Un dato revelador es que casi el 40% de las desapariciones, es decir, 290 casos, correspondieron a menores de 18 años. Esta cifra, extraída del último informe del Ministerio del Interior, indica que casi 4 de cada 10 personas buscadas eran adolescentes. En comparación con 2024, cuando se registraron 277 menores en paradero desconocido, el año siguiente experimentó un incremento moderado del 4,7%, sumando 13 casos más.
El perfil de las personas desaparecidas está evolucionando, y Málaga refleja una tendencia nacional donde los menores representan una parte significativa de los casos. El informe gubernamental destaca que el grupo de edad entre 13 y 17 años concentra el 59,1% de todas las denuncias en España, evidenciando que las fugas voluntarias de centros de protección, los conflictos familiares y las situaciones de vulnerabilidad son factores clave. La provincia malagueña se encuentra entre las que registran un mayor número de casos repetidos.
Las primeras horas desde la que desaparece una persona son decisivas y pueden ser las únicas que se dispongan.
A pesar de que Málaga no encabeza el ranking nacional de desapariciones, sí se sitúa en un nivel medio-alto de incidencia. La buena noticia es que la mayoría de las personas desaparecidas son finalmente localizadas. Sin embargo, a fecha de 31 de diciembre de 2025, 92 casos permanecían sin resolver, de los cuales 19 eran menores (14 hombres y 5 mujeres) y 73 adultos.

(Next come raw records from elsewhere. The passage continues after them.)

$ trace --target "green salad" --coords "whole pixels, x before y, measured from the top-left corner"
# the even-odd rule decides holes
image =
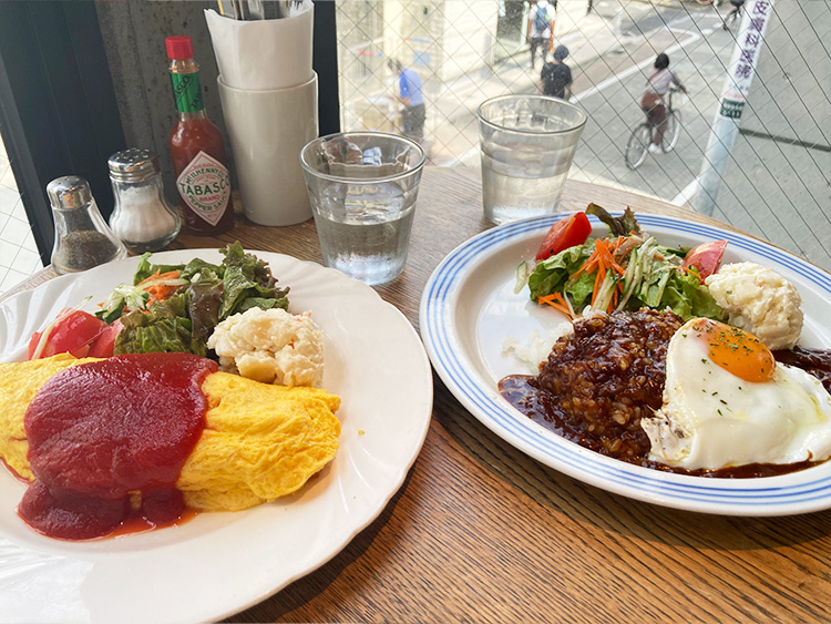
[[[612,313],[642,307],[669,308],[685,320],[724,317],[702,284],[700,267],[685,263],[690,249],[664,246],[643,233],[629,208],[613,217],[592,204],[586,213],[605,223],[609,236],[586,234],[584,242],[544,259],[524,260],[517,267],[517,293],[527,286],[533,301],[551,305],[570,318],[583,316],[586,309]],[[561,226],[566,228],[567,223]]]
[[[288,288],[277,286],[268,265],[237,242],[219,249],[213,265],[195,258],[184,265],[156,265],[144,254],[133,284],[117,286],[96,316],[121,323],[114,354],[184,351],[207,355],[214,327],[249,308],[288,309]]]

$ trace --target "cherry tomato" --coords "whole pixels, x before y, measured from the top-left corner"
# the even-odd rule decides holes
[[[52,326],[38,358],[48,358],[55,354],[70,354],[76,358],[86,357],[90,344],[105,329],[106,323],[81,310],[63,309]],[[37,331],[29,340],[29,359],[38,349],[42,331]]]
[[[704,280],[708,276],[718,270],[718,266],[721,264],[721,256],[725,255],[725,247],[727,247],[727,241],[714,241],[697,245],[687,252],[681,266],[698,270],[701,284],[704,284]]]
[[[544,260],[556,256],[563,249],[582,245],[589,234],[592,234],[592,224],[588,223],[586,213],[575,213],[571,218],[561,219],[548,229],[535,259]]]

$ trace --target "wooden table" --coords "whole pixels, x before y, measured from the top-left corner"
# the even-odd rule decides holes
[[[717,223],[658,200],[568,182],[564,208],[589,202]],[[418,329],[432,269],[488,227],[478,172],[429,167],[407,268],[378,293]],[[236,239],[321,262],[312,222],[267,228],[240,218],[226,235],[182,235],[175,246]],[[16,291],[52,276],[44,269]],[[434,383],[423,450],[380,516],[316,572],[229,622],[829,621],[829,512],[727,518],[612,494],[515,450],[435,376]]]

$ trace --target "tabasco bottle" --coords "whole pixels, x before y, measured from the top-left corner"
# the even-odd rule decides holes
[[[170,145],[185,226],[192,234],[219,234],[234,226],[230,176],[222,132],[207,117],[199,67],[189,37],[166,39],[178,122]]]

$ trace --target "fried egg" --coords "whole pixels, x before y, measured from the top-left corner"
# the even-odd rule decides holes
[[[664,405],[640,426],[649,459],[688,470],[831,457],[831,395],[758,338],[695,318],[667,349]]]

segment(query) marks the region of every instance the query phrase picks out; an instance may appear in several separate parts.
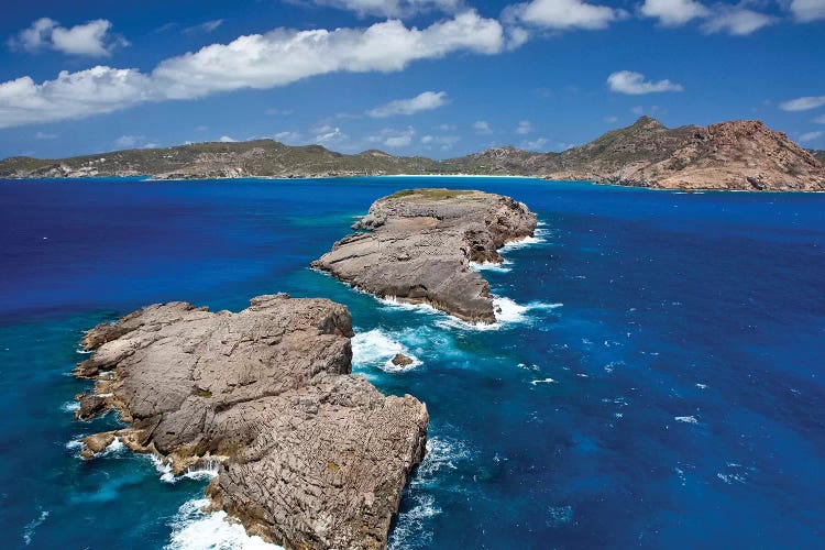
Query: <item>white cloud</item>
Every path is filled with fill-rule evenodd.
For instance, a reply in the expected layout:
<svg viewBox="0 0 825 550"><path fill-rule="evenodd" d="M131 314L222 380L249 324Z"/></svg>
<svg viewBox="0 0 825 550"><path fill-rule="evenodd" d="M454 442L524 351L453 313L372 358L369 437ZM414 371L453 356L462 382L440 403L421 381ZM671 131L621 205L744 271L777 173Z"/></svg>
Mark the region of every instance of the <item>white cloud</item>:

Un ejemplo reciente es la búsqueda de Marc Ian, un adolescente de 14 años, que fue localizado en la zona de Playa Virginia gracias a la colaboración ciudadana. Tras su hallazgo, acompañado por un adulto que fue detenido, las autoridades investigaron si este último había incurrido en un delito de inducción al abandono del hogar. El subdelegado del Gobierno en Málaga, Javier Salas, había señalado previamente que todo apuntaba a una fuga voluntaria.